There is no room for envy here. I am satisfied, and my only discontent is, I hope, a holy discontent, that looks at Silicon Valley with only 3-5% church attendance, and says, this must change. A discontent that sees so many hurt and broken people that are desperately in need of this “hospital” and its chief physician, Jesus Christ.

What about you? Do you have your critics? Do you secretly hope for their downfall? Or do you seek to understand, and even pray for them, as Moses did? It’s hard to hate someone and pray for God to bless them (yes, and change them) at the same time.

My last comment on criticism, which is a given, are these words from Theodore Roosevelt which I love:

“It is not the critic who counts; not the man who points out how the strong man stumbles, or where the doer of deeds could have done them better.
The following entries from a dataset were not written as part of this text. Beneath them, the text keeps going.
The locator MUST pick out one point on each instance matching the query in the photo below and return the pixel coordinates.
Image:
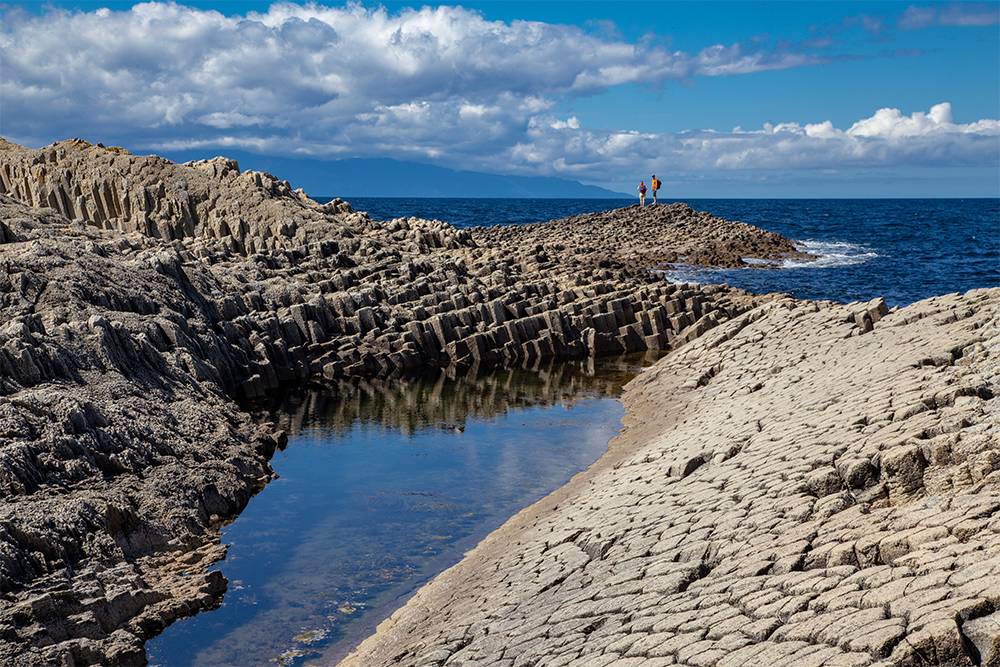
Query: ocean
(902, 249)
(383, 485)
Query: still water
(382, 486)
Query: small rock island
(797, 482)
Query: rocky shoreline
(145, 304)
(797, 483)
(806, 484)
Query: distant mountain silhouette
(383, 177)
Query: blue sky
(724, 98)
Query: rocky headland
(146, 306)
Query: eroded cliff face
(806, 484)
(142, 301)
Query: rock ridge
(806, 484)
(145, 304)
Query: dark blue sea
(902, 249)
(383, 486)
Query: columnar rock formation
(141, 300)
(448, 397)
(807, 484)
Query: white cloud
(163, 72)
(888, 138)
(955, 14)
(443, 84)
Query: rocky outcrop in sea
(145, 305)
(806, 484)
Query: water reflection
(384, 484)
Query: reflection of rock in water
(446, 398)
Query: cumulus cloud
(441, 84)
(888, 138)
(163, 72)
(956, 14)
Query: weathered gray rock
(766, 504)
(142, 301)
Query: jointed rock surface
(141, 302)
(806, 484)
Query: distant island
(383, 177)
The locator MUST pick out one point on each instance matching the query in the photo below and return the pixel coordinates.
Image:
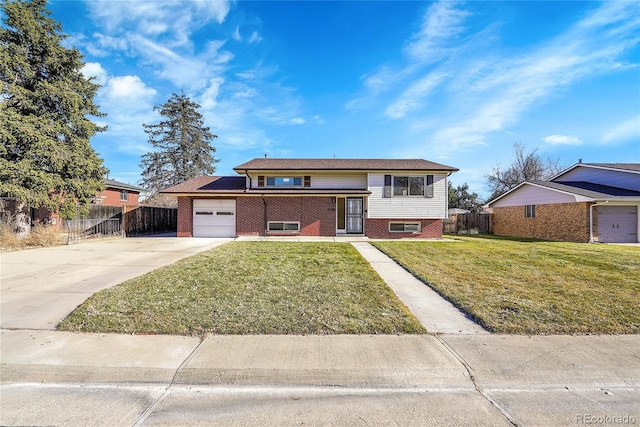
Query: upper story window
(408, 186)
(284, 181)
(530, 211)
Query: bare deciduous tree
(526, 166)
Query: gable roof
(209, 184)
(579, 188)
(343, 165)
(626, 167)
(112, 183)
(588, 189)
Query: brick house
(588, 202)
(118, 194)
(378, 198)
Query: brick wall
(561, 221)
(316, 215)
(185, 217)
(249, 216)
(379, 229)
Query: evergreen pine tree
(183, 146)
(46, 159)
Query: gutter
(591, 219)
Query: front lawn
(531, 287)
(252, 288)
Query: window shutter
(428, 189)
(387, 187)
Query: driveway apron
(40, 287)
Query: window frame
(408, 186)
(404, 226)
(284, 226)
(272, 181)
(530, 211)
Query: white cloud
(562, 140)
(483, 93)
(130, 88)
(624, 131)
(236, 35)
(208, 99)
(95, 70)
(441, 24)
(255, 38)
(177, 18)
(412, 97)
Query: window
(283, 226)
(284, 181)
(408, 186)
(530, 211)
(405, 227)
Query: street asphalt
(458, 376)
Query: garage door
(617, 224)
(214, 218)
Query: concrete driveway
(40, 287)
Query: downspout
(264, 216)
(591, 219)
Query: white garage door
(214, 218)
(617, 224)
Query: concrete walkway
(40, 287)
(434, 312)
(59, 378)
(464, 379)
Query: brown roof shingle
(205, 184)
(342, 164)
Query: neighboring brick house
(378, 198)
(118, 194)
(589, 202)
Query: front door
(354, 215)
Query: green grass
(252, 288)
(531, 287)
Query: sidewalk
(434, 312)
(54, 378)
(457, 375)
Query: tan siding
(407, 207)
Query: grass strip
(531, 287)
(252, 288)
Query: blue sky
(453, 82)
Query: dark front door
(354, 215)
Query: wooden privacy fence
(469, 223)
(149, 220)
(121, 220)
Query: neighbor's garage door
(617, 224)
(214, 218)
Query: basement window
(289, 227)
(530, 211)
(404, 227)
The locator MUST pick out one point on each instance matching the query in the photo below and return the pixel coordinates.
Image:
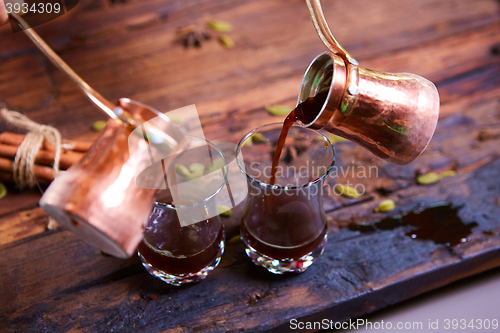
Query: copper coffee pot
(392, 115)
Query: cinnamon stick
(44, 157)
(43, 174)
(14, 139)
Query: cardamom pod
(219, 26)
(347, 191)
(428, 178)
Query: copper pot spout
(392, 115)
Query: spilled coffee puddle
(440, 224)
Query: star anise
(192, 35)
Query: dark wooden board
(51, 281)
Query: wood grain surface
(50, 281)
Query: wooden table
(51, 281)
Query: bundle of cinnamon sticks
(10, 142)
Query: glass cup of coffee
(283, 226)
(184, 236)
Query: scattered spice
(347, 191)
(332, 137)
(224, 210)
(192, 35)
(428, 178)
(175, 118)
(219, 26)
(385, 206)
(99, 125)
(279, 110)
(226, 41)
(3, 190)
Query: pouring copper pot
(392, 115)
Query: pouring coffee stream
(392, 115)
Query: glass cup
(184, 237)
(284, 226)
(179, 255)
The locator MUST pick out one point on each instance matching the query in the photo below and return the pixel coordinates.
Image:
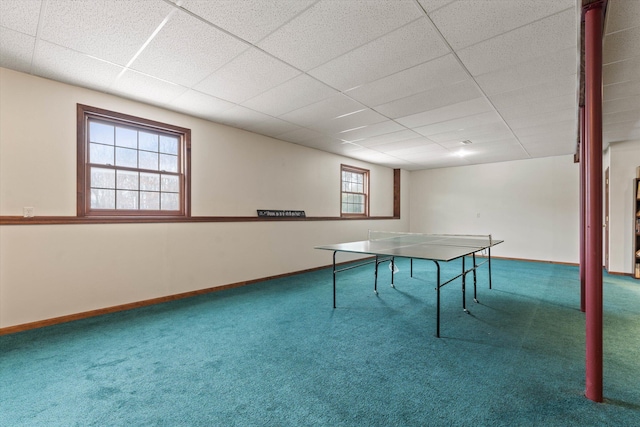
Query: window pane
(127, 199)
(103, 199)
(101, 154)
(150, 181)
(126, 138)
(100, 133)
(148, 160)
(168, 163)
(170, 202)
(149, 200)
(127, 180)
(126, 157)
(148, 141)
(103, 178)
(170, 183)
(169, 144)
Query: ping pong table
(386, 246)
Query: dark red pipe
(583, 201)
(593, 21)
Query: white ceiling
(393, 82)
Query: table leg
(334, 279)
(475, 279)
(437, 299)
(464, 286)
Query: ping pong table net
(461, 240)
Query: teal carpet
(276, 354)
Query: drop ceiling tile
(542, 123)
(57, 63)
(251, 73)
(533, 72)
(568, 115)
(406, 147)
(331, 28)
(291, 95)
(372, 156)
(472, 133)
(300, 135)
(431, 99)
(621, 90)
(432, 5)
(201, 105)
(480, 138)
(324, 143)
(271, 126)
(326, 109)
(449, 112)
(622, 125)
(358, 119)
(622, 71)
(466, 23)
(429, 75)
(566, 129)
(551, 148)
(625, 134)
(386, 138)
(16, 50)
(250, 20)
(370, 130)
(621, 105)
(621, 14)
(621, 45)
(563, 85)
(503, 154)
(20, 15)
(241, 117)
(541, 38)
(147, 89)
(188, 51)
(112, 30)
(534, 108)
(403, 48)
(621, 117)
(459, 124)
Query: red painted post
(593, 17)
(583, 202)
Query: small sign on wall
(280, 213)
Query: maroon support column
(593, 17)
(583, 202)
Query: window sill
(55, 220)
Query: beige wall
(48, 271)
(624, 158)
(532, 204)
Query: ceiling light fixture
(349, 130)
(348, 114)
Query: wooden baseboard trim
(130, 306)
(138, 304)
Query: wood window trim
(366, 173)
(83, 114)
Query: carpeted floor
(276, 354)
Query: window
(354, 191)
(128, 166)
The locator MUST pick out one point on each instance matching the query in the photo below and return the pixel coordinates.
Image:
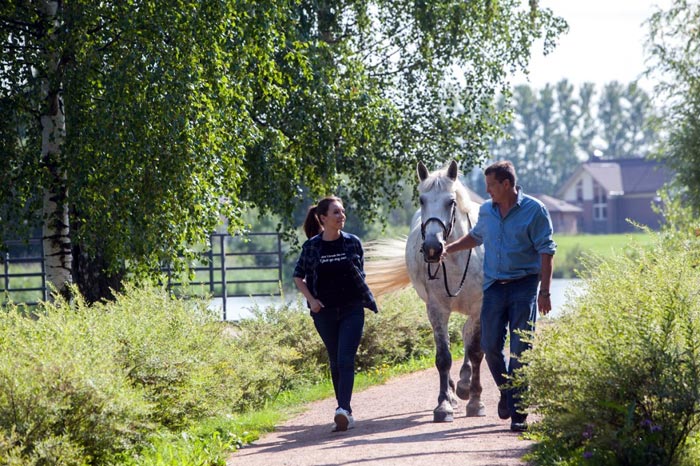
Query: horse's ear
(422, 171)
(452, 171)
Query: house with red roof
(609, 192)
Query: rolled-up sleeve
(542, 231)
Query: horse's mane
(439, 180)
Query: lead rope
(444, 271)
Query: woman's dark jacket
(307, 265)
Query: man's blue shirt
(513, 244)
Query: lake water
(562, 290)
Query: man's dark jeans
(340, 329)
(511, 305)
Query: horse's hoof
(476, 410)
(443, 417)
(462, 391)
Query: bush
(63, 398)
(113, 383)
(617, 379)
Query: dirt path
(393, 428)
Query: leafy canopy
(181, 113)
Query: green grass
(570, 249)
(602, 245)
(211, 442)
(292, 402)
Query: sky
(605, 42)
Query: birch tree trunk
(56, 229)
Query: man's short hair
(502, 170)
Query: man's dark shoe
(518, 426)
(503, 411)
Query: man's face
(498, 190)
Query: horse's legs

The credit belongs to the man who is actually in the arena, whose face is marred by dust and sweat and blood, who strives valiantly; who errs and comes short again and again; because there is not effort without error and shortcomings; but who does actually strive to do the deed; who knows the great enthusiasm, the great devotion, who spends himself in a worthy cause, who at the best knows in the end the triumph of high achievement and who at the worst, if he fails, at least he fails while daring greatly. So that his place shall never be with those cold and timid souls who know neither victory nor defeat.”


And now, on with the day.

Go, you strong men (and women)! Go, you doers of deeds! Go, you fighters in the arena and make a difference today.